• What are Resilent bars and what do they do?

    Posted on by Russell Gannon

    Resilient Bars are used to virtually decouple a wall or ceiling from the main structure to reduce vibration and impact noise. They are suitable for use in refurbishments and new build constructions; particularly in timber frame structures and suitable for use on the underside of timber and metal joisted construction at 600mm or 450mm centres. They can also be used to separate timber and metal studwork or masonry walls.

    Resilient Bars are thin vibration absorbing steel channels which are used on timber studs for walls and fixed beneath timber joists for ceilings. This solution is designed to create a 30mm void within the construction which optimises acoustic performance by reducing sound transmission through ceiling and wall structures. This allows the new wall or ceiling to be de-coupled from the main structure and will reduce both vibration and impact noise penetration.

    Resilient Bar for Ceilings

    Resilient Bars are essential for bringing suspended timber floors into compliance with Building Regulations Part E (England and Wales), Section 5 (Scotland) and Part G (Northern Ireland) by achieving noise control through converted separating floors for flats. When used in connection with other sound insulating materials, the resilient bars will create an effective acoustic break between the bottom of existing joists and ceilings.
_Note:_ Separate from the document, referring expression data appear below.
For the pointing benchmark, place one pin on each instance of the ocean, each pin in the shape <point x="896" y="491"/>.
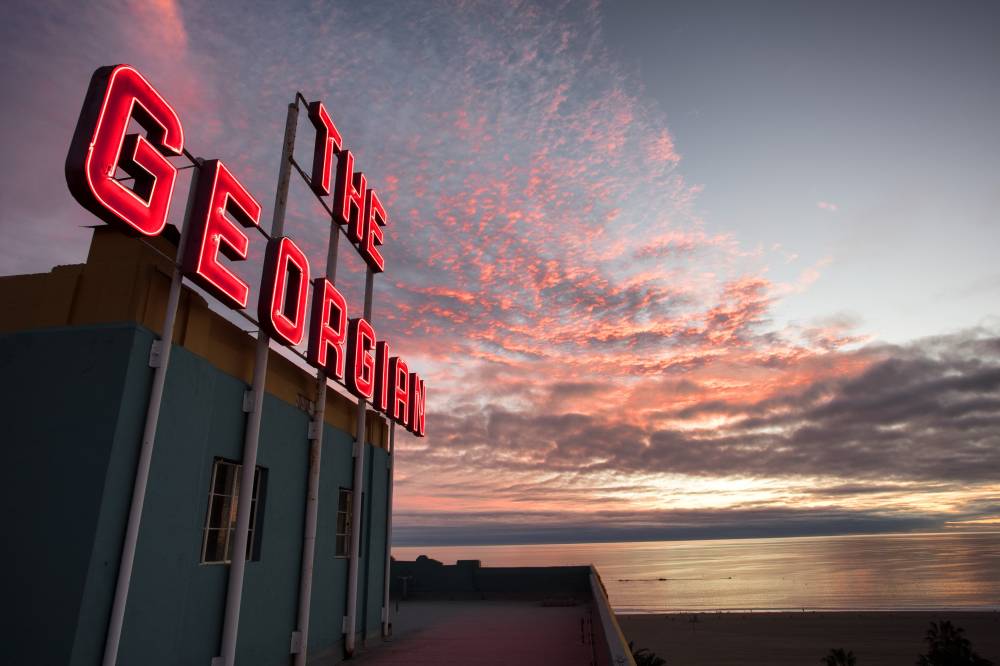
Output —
<point x="955" y="570"/>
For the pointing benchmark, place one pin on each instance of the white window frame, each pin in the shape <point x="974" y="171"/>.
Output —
<point x="347" y="514"/>
<point x="233" y="498"/>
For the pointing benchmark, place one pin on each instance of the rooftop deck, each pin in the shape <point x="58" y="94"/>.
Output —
<point x="468" y="614"/>
<point x="486" y="632"/>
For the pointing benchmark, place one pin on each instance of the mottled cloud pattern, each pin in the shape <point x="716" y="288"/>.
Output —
<point x="602" y="362"/>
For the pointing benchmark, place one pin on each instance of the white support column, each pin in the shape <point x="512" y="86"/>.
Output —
<point x="357" y="490"/>
<point x="386" y="609"/>
<point x="159" y="361"/>
<point x="237" y="567"/>
<point x="301" y="642"/>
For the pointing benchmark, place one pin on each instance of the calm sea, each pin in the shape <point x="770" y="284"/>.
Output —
<point x="878" y="572"/>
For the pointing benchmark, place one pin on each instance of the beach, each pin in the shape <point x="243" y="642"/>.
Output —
<point x="877" y="638"/>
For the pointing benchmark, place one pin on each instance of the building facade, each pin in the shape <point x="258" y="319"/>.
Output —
<point x="75" y="348"/>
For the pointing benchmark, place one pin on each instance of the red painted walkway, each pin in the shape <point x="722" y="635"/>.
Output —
<point x="484" y="632"/>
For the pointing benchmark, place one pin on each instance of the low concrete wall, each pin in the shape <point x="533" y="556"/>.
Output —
<point x="426" y="579"/>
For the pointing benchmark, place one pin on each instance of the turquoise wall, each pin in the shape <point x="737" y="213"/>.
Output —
<point x="88" y="447"/>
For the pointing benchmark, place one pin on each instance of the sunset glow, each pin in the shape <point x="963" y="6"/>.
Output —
<point x="634" y="310"/>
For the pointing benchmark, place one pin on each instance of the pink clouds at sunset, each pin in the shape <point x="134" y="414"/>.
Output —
<point x="602" y="347"/>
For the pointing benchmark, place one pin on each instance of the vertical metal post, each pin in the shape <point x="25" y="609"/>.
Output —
<point x="357" y="491"/>
<point x="312" y="488"/>
<point x="388" y="530"/>
<point x="237" y="567"/>
<point x="117" y="619"/>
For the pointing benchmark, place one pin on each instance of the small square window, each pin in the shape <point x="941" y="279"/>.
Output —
<point x="220" y="519"/>
<point x="344" y="509"/>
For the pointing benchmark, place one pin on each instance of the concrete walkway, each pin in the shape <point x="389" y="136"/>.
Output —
<point x="484" y="632"/>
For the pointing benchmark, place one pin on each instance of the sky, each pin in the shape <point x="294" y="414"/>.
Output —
<point x="670" y="270"/>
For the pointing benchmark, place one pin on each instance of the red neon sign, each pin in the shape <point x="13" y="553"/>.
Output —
<point x="349" y="196"/>
<point x="375" y="219"/>
<point x="327" y="329"/>
<point x="101" y="146"/>
<point x="213" y="233"/>
<point x="381" y="397"/>
<point x="417" y="407"/>
<point x="344" y="350"/>
<point x="281" y="309"/>
<point x="328" y="142"/>
<point x="400" y="377"/>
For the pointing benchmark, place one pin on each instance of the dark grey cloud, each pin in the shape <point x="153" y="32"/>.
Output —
<point x="440" y="528"/>
<point x="926" y="411"/>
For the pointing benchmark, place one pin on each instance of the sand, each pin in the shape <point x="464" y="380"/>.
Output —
<point x="775" y="639"/>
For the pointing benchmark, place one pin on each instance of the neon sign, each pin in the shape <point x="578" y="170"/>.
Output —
<point x="346" y="351"/>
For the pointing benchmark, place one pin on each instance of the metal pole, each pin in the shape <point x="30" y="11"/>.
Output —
<point x="388" y="530"/>
<point x="237" y="567"/>
<point x="312" y="491"/>
<point x="159" y="358"/>
<point x="357" y="491"/>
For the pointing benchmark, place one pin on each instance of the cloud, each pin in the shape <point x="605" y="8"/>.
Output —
<point x="473" y="528"/>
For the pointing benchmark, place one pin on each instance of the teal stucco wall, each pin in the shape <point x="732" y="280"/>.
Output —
<point x="76" y="401"/>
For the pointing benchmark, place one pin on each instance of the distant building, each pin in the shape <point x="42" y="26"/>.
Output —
<point x="75" y="365"/>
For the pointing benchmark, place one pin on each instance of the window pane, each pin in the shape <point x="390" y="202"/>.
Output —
<point x="224" y="475"/>
<point x="215" y="545"/>
<point x="229" y="544"/>
<point x="219" y="512"/>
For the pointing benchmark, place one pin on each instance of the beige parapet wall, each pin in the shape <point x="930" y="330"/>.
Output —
<point x="128" y="279"/>
<point x="613" y="636"/>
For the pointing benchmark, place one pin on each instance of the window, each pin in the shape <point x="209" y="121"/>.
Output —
<point x="220" y="522"/>
<point x="344" y="522"/>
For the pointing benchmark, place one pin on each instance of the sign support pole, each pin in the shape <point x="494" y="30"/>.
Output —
<point x="357" y="492"/>
<point x="237" y="567"/>
<point x="300" y="643"/>
<point x="386" y="612"/>
<point x="160" y="361"/>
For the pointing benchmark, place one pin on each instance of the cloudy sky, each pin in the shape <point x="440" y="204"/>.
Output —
<point x="671" y="269"/>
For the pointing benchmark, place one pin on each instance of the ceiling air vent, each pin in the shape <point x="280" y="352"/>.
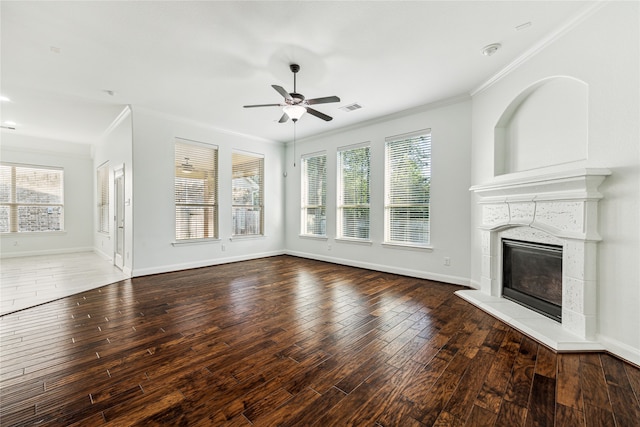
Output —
<point x="351" y="107"/>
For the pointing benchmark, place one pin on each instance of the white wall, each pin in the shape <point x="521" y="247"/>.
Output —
<point x="153" y="200"/>
<point x="603" y="51"/>
<point x="115" y="149"/>
<point x="76" y="161"/>
<point x="451" y="136"/>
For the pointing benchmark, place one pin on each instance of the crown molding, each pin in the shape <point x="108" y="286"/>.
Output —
<point x="551" y="38"/>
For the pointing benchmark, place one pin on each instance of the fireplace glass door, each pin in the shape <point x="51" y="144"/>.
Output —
<point x="532" y="276"/>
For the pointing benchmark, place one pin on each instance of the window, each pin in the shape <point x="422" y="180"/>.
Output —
<point x="31" y="198"/>
<point x="103" y="198"/>
<point x="314" y="195"/>
<point x="353" y="192"/>
<point x="247" y="194"/>
<point x="407" y="185"/>
<point x="196" y="190"/>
    Alternatively, Noise Reducing Resilient Bars can be supported by 50mm square battens screwed to the underside of any existing ceiling. The fitting of the Bars along with a double layer of 12.5mm acoustic plasterboard will achieve around 11dB improvement. Combined with our 100mm Rockwwool Flexi-Slab between the joists and a double layer of 12.5mm Acoustic Plasterboard, this sound reduction solution would achieve a 16dB improvement.
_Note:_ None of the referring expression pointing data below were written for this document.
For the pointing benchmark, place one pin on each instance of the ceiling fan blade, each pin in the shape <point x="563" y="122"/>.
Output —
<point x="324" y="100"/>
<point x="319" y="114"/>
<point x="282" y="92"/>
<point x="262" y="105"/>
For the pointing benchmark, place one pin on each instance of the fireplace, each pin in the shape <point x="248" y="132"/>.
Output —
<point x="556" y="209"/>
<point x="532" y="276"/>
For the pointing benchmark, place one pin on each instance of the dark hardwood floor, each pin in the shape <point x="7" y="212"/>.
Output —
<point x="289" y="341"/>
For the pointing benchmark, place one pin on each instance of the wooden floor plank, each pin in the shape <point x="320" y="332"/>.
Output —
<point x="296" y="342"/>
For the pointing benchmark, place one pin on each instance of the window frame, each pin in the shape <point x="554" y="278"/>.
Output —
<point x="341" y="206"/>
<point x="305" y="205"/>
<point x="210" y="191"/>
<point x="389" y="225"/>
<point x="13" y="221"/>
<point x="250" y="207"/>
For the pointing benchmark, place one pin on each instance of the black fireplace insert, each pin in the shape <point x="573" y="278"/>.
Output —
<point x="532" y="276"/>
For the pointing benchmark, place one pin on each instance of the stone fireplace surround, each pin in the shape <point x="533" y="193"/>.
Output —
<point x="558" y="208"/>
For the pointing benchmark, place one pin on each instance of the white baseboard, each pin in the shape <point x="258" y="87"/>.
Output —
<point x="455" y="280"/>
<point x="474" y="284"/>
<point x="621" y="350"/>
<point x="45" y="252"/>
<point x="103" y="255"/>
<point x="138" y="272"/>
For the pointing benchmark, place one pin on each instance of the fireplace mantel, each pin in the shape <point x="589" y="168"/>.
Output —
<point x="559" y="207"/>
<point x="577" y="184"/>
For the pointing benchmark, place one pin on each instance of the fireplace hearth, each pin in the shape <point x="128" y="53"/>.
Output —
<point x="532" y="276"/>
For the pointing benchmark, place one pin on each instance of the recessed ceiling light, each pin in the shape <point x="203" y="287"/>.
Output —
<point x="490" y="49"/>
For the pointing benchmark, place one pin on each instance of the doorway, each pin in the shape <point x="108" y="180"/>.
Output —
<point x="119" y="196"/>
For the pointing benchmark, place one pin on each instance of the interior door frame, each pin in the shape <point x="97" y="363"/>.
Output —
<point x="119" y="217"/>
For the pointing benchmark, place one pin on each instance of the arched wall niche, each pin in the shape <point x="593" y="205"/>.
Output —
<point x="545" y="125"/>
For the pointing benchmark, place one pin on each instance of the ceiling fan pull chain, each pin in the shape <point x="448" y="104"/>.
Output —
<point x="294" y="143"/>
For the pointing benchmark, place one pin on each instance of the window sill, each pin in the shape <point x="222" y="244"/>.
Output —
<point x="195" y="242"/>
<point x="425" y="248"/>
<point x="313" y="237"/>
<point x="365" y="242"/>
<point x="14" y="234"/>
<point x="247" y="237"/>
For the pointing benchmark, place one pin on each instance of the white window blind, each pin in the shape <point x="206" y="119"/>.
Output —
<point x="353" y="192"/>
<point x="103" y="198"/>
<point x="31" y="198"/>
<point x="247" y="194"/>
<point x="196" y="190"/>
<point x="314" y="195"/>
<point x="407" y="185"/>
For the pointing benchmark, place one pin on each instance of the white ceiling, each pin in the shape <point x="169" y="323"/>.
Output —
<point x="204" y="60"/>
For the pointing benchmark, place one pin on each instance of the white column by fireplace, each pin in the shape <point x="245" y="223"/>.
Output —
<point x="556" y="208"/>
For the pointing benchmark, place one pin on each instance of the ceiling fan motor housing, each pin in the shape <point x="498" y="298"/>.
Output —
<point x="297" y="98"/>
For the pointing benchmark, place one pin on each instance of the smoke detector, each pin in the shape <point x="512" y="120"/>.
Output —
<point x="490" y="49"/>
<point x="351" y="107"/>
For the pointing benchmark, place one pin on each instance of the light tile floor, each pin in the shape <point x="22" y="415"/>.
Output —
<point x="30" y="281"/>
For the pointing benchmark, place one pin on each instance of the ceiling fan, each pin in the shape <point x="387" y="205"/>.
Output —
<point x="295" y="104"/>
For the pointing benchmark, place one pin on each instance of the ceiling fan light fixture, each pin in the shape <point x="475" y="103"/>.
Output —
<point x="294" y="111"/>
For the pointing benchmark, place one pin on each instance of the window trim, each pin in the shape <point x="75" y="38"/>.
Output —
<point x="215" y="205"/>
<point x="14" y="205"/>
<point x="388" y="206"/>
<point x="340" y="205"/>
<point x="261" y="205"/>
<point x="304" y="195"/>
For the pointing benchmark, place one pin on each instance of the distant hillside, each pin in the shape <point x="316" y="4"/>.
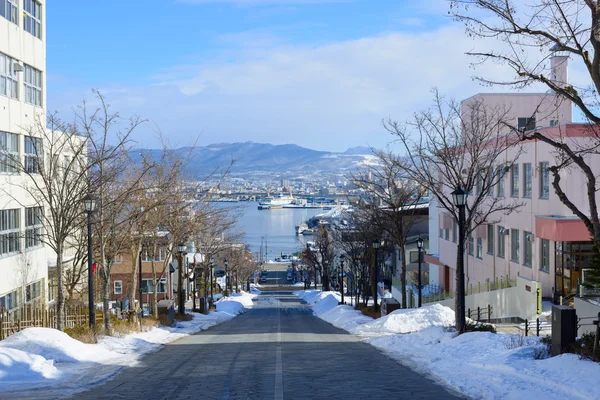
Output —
<point x="262" y="157"/>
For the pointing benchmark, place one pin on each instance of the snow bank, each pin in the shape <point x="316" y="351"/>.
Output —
<point x="409" y="320"/>
<point x="52" y="361"/>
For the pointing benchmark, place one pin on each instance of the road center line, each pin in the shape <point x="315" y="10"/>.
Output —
<point x="278" y="364"/>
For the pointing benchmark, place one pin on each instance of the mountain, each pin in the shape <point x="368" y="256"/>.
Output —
<point x="263" y="157"/>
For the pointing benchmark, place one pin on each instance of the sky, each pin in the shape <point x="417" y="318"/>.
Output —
<point x="321" y="74"/>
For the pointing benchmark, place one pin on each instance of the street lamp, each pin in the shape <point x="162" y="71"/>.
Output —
<point x="341" y="280"/>
<point x="459" y="197"/>
<point x="420" y="248"/>
<point x="225" y="262"/>
<point x="89" y="204"/>
<point x="180" y="252"/>
<point x="376" y="244"/>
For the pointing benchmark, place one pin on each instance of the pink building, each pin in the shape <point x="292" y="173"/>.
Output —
<point x="543" y="241"/>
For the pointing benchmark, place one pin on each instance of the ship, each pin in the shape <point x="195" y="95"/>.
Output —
<point x="280" y="201"/>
    Resilient Bars used with Acoustic Plasterboard

    Acoustic plasterboard can be screwed to the corrugated section of the Resilient Bar using self-drilling screws. For optimised acoustic performance, two layers of 25mm thickness (minimum) should be installed. Using 50mm of Rockwoll Flexi-Slab would further enhance the acoustic performance when installed between the battens before fixing the acoustic plasterboard.

    When installed beneath an existing ceiling with Flexi-Slab and 30mm of plasterboard, expected improvements in both airborne noise and impact sound would achieve 300% improvement and can be further enhanced if SoundBlocker Membrane is applied between the acoustic plasterboard layers.

    Resilient Bars for Walls

    Resilient Bar systems are used to help reduce noise transmission between wall structures. Resilient Bars are also recommended to upgrade party walls; particularly effective at reducing loud music or bass sound. Ideally you would build a new stud batten frame spaced about 25mm away from the existing wall.

    This would create a sealed air gap between the new wall and the existing one. Fill in between the studs with Rockwool Flexi-Slab and it does not matter if the wool comes into contact with the existing wall. This is loose fitted and should not be installed too tightly. Screw the Resilient Bars onto the frame horizontally using self-drilling screws followed by a layer of 12.5 mm Acoustic Plasterboard.

    We recommend using a layer of Soundproof Matting bonded to the first layer of plasterboard with our contact adhesive.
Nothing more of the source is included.